Vehicles from Tesla Inc. and electric sport utilities from rival brands are among the least reliable models sold in the United States, a reflection of the risks of new technology, Consumer Reports said on Thursday.
Consumer Reports, a nonprofit organization that evaluates products and services, said Tesla, the world’s most valuable automaker, ranked 27th out of 28 brands, just ahead of Ford Motor Co.’s Lincoln brand.
“Electric SUVs as a vehicle category is the absolute bottom in terms of reliability,” Consumer Reports director of vehicle testing Jake Fisher said Thursday during a presentation to the Detroit Automotive Press Association.
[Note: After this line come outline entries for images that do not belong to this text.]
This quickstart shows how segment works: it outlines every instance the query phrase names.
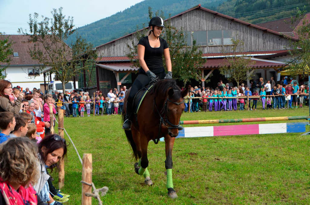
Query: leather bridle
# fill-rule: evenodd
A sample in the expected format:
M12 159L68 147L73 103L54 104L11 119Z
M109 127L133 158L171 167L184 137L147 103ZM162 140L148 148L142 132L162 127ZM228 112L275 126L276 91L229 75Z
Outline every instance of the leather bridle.
M153 140L153 141L154 141L154 142L156 144L157 144L158 143L158 141L159 140L159 138L161 136L161 128L162 124L166 127L168 129L169 129L177 128L180 125L180 124L181 123L181 121L180 120L177 124L174 124L171 123L171 122L169 121L169 120L168 120L168 118L167 118L167 107L168 101L173 103L174 104L175 104L175 105L180 105L181 104L184 103L184 101L180 102L173 102L171 101L171 100L170 100L169 99L167 98L167 100L166 100L166 102L165 103L165 106L163 108L164 118L164 117L163 117L162 116L162 114L161 112L159 112L158 109L157 109L157 107L156 105L156 103L155 102L155 99L154 99L153 101L153 107L155 107L155 108L156 109L156 110L157 111L157 113L158 114L158 115L159 116L159 117L160 118L159 121L159 126L158 128L158 135L157 137L157 138L156 140ZM171 127L169 127L169 126L170 126Z

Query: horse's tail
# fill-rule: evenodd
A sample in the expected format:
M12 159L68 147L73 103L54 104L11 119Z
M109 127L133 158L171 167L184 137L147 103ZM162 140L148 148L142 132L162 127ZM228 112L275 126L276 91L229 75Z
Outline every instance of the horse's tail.
M122 115L122 121L123 122L125 120L126 118L126 115L124 112L123 112ZM138 160L138 152L137 152L137 146L136 145L135 143L135 141L134 141L134 138L132 136L132 133L131 133L131 130L124 131L125 131L125 134L126 135L126 137L127 137L128 143L129 143L130 146L131 146L131 148L132 148L132 157L136 161Z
Among electric SUVs, Fisher said Ford Motor Co.’s Mustang Mach-E “is the only one with above-average reliability.”
Consumer Reports recommends the Tesla Model 3 sedan and rates its reliability as “average.” But Fisher said the rest of Tesla’s vehicles are below average.
The popular Model Y SUV, Tesla’s best-selling vehicle, has problems with poorly fitting body panels, leaks, and issues with its climate control, Fisher said.
The larger Model X SUV “still has problems with the falcon wing doors,” Fisher said.
Consumer Reports has been critical of Tesla’s Autopilot and Full Self Driving automated driving systems. Fisher said Consumer Reports still has concerns that drivers will rely too much on technology that cannot safely take over driving, but that did not factor into the reliability scores.
“Full Self Driving is not full self-driving at all,” Fisher said. “It’s a convenience feature.”
Electric vehicle drive systems, or powertrains, are not the main source of problems, Fisher said. The issues reported by owners are with other features.
Manufacturers “are using EVs as a technological test bed,” Fisher said. “Those are the things that go wrong.”
The top-ranked brand overall in the survey was Lexus, and eight of the ten top-scoring brands were Japanese. That continues a long-running trend.